La thématique du cours avait été soufflée par une étudiante l’an dernier... “Et si on réfléchissait sur l’argent ?” Une problématique suffisamment complexe pour faire phosphorer tous les étudiants de première année du Programme Grande École au long du module “Humanités et Management”, un cours au format original, dispensé en pédagogie inversée.
Par tranches de 3 heures et en petits groupes, les premières années du Programme Grande École ont expérimenté la pédagogie inversée. “Une organisation qui a été plébiscitée par les étudiants” indique Hadrien Simon, Docteur en Philosophie et coordinateur du cours.
La pédagogie inversée, plébiscitée par les étudiants
Le but du module Humanités et Management est de défendre une position contradictoire lors d’une joute orale. La confrontation d’arguments a lieu en classe. Au préalable, les étudiants préparent leur intervention sur la base d’un dossier contenant un ensemble de ressources : textes classiques ou contemporains (philosophie, sociologie, histoire, littérature…), mais également articles de presse ou vidéos introductives plus récentes.
“Ce travail est à réaliser en autonomie en amont du cours. Cela permet aux étudiants de disposer des connaissances nécessaires à la mise en place de leur argumentation. Ensuite lors des débats, nous nous chargeons de reformuler les prises de position en vue d’une synthèse de la question” précise encore Hadrien Simon.

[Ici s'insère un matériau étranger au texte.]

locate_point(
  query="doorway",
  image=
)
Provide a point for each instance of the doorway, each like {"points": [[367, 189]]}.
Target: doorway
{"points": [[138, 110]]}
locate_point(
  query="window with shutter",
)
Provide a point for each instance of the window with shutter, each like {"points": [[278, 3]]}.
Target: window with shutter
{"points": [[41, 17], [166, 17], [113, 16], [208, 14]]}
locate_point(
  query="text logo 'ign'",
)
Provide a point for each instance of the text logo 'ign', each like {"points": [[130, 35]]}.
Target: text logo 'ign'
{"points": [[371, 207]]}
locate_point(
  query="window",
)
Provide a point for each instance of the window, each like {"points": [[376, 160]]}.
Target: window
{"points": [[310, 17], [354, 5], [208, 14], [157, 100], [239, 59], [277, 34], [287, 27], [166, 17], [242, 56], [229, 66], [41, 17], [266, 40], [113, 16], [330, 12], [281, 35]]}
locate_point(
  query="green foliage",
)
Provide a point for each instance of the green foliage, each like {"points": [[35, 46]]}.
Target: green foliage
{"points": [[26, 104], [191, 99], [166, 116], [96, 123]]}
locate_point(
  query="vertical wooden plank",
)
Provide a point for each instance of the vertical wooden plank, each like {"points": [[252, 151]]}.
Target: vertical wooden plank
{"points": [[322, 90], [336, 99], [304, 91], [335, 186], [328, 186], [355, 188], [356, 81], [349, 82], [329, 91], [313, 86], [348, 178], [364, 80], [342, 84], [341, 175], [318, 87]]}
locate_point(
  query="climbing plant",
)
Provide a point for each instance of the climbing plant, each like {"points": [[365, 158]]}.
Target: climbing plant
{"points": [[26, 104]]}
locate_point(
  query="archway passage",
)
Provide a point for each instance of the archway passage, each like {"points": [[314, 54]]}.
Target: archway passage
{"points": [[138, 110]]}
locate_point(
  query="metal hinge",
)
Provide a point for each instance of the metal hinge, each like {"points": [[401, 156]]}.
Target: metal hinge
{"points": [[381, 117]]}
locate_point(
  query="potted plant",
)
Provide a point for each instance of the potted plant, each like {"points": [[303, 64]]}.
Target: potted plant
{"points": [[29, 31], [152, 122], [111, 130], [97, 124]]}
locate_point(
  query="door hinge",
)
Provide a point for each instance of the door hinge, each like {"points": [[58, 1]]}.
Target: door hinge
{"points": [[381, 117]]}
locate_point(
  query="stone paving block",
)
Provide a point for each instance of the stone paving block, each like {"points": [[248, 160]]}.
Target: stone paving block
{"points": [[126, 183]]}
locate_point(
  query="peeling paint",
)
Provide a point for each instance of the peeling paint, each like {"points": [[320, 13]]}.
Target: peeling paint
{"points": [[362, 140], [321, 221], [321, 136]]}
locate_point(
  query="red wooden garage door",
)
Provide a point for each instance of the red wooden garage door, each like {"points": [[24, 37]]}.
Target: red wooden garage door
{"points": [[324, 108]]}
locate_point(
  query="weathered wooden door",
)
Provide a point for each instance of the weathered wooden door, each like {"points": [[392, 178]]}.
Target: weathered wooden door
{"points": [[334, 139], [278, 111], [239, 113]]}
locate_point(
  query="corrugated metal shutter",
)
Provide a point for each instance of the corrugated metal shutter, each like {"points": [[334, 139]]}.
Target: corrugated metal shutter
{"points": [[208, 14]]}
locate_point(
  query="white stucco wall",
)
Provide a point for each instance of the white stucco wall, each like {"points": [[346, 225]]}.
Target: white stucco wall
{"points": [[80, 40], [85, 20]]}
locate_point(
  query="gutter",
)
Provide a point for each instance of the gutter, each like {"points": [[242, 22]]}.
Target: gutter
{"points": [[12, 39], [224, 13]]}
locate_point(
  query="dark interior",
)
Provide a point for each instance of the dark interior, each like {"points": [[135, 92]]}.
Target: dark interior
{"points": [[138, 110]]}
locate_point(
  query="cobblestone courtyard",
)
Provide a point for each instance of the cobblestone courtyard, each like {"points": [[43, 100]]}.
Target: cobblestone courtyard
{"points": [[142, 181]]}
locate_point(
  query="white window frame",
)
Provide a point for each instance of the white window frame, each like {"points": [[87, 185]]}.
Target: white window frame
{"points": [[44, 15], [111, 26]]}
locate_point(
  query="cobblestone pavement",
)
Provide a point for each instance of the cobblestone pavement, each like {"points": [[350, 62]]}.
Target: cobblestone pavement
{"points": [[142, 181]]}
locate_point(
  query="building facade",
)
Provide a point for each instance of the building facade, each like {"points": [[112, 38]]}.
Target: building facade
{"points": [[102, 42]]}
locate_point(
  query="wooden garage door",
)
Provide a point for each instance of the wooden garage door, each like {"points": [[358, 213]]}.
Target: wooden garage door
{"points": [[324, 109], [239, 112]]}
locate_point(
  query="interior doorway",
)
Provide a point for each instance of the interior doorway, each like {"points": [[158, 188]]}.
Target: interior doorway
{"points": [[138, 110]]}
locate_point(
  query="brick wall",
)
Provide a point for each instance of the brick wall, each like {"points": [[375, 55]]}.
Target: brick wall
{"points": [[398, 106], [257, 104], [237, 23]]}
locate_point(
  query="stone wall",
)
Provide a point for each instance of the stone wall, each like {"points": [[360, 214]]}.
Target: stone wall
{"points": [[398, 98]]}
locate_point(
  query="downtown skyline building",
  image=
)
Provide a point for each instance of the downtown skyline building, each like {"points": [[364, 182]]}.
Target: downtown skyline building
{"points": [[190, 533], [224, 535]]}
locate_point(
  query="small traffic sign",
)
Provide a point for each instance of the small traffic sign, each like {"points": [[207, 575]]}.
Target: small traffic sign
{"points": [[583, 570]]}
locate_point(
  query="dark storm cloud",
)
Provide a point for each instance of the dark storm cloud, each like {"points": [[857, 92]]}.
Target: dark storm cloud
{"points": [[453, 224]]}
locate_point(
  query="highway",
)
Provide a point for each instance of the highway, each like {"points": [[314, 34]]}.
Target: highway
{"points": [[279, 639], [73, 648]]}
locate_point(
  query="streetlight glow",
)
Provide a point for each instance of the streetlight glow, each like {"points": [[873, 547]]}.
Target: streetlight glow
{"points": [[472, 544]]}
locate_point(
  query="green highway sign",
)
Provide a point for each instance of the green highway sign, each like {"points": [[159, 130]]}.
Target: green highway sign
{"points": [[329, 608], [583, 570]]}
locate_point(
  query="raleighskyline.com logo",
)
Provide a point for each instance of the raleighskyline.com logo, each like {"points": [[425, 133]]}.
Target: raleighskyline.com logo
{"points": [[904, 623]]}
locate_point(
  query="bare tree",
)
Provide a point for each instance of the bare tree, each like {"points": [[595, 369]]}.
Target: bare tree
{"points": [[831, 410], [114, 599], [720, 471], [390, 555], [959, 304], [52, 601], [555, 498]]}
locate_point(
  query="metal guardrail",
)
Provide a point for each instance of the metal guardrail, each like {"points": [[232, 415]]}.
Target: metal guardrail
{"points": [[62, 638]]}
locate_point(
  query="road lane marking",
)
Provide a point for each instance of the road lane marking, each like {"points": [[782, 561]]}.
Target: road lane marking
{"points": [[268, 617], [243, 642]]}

“Les étudiants apprécient beaucoup la pédagogie inversée mise en place lors du cours, loin d’être cantonnés à l’écrit, cela les oblige à défendre des positions à l’oral” ajoute Marc Lenglet, Professeur Associé à NEOMA et coordinateur du cours. “Cet exercice les amène à travailler des compétences argumentatives nécessaires à leur vie professionnelle qu’ils n’ont généralement pas eu l’occasion d'approfondir plus tôt dans leur cursus. Ce travail est également l’occasion pour eux de mobiliser leur esprit critique tout au long du cours, ce qui dans un monde d’abondance informationnelle va de plus en plus devenir une nécessité” complète Marc Lenglet. “Les étudiants valident largement ce principe qui leur permet d’être acteurs de leur apprentissage plutôt que récipiendaires d’un savoir”.
Cryptomonnaies, inégalités, endettement et pouvoir : 4 thématiques pour disserter sur l’argent
Le thème de l’argent a été abordé sous 4 aspects lors du cours. Tout d’abord par le biais des cryptomonnaies et l’exemple du Bitcoin. Créée en 2009 juste après la crise financière, cette monnaie a connu une volatilité sans précédent depuis. La question posée lors du cours était la suivante : Les cryptomonnaies valent-t-elles vraiment quelque chose ? Une remontée à Aristote et aux 3 fonctions de la monnaie a été mobilisée pour tenter d’éclaircir ces enjeux.
Le second volet du module Humanités et Management s’est concentré sur les inégalités de richesses. Partant du constat que des inégalités ont toujours existé dans les sociétés, il semblerait que la révolution numérique en cours ne cesse de les creuser. “Il était donc intéressant de se demander si ces inégalités économiques sont justes ou pas, et selon quel critère moral il était possible de les juger” indique Marc Lenglet. “Le cours a mis en avant l’opposition fondamentale entre liberté et justice, s’agissant de cette question”.
“C’est cette séance sur les inégalités et les richesses qui a été la plus vive en terme de débat” souligne Hadrien Simon. “ La récente crise des gilets jaunes, ou la réforme de l’ISF ont fait écho aux questions qui traversent actuellement la société, et c’était précisément tout l’enjeu du cours”.
Les étudiants ont également exploré la question de l’endettement sous le prisme de la liberté ou de l’aliénation. D’un côté l’endettement libère l’individu qui peut grâce à lui réaliser ses projets (acheter une voiture, une maison, ...) de l’autre, l’endettement oblige envers un créancier qui ne manquera pas de réclamer son dû. “Ainsi de Shylock dans le marchand de Venise dans Shakespeare...” glisse Hadrien Simon.
Le dernier thème posait la question suivante : La finalité de l’argent est-ce l’augmentation de mon pouvoir ? “Il est convenu aujourd’hui d’associer l’argent au pouvoir : mais dans quel sens la relation joue-t-elle ? Recherche-t-on l’argent pour augmenter notre pouvoir dans la société ou à l’inverse, est-ce lorsque l’on a du pouvoir que l’on peut s’enrichir ?” questionne Marc Lenglet. Ce thème offrait notamment la possibilité d’opposer l’approche sociologique (inspirée de Pierre Bourdieu) à une approche philosophie de type phénoménologique (en suivant Michel Henry par exemple).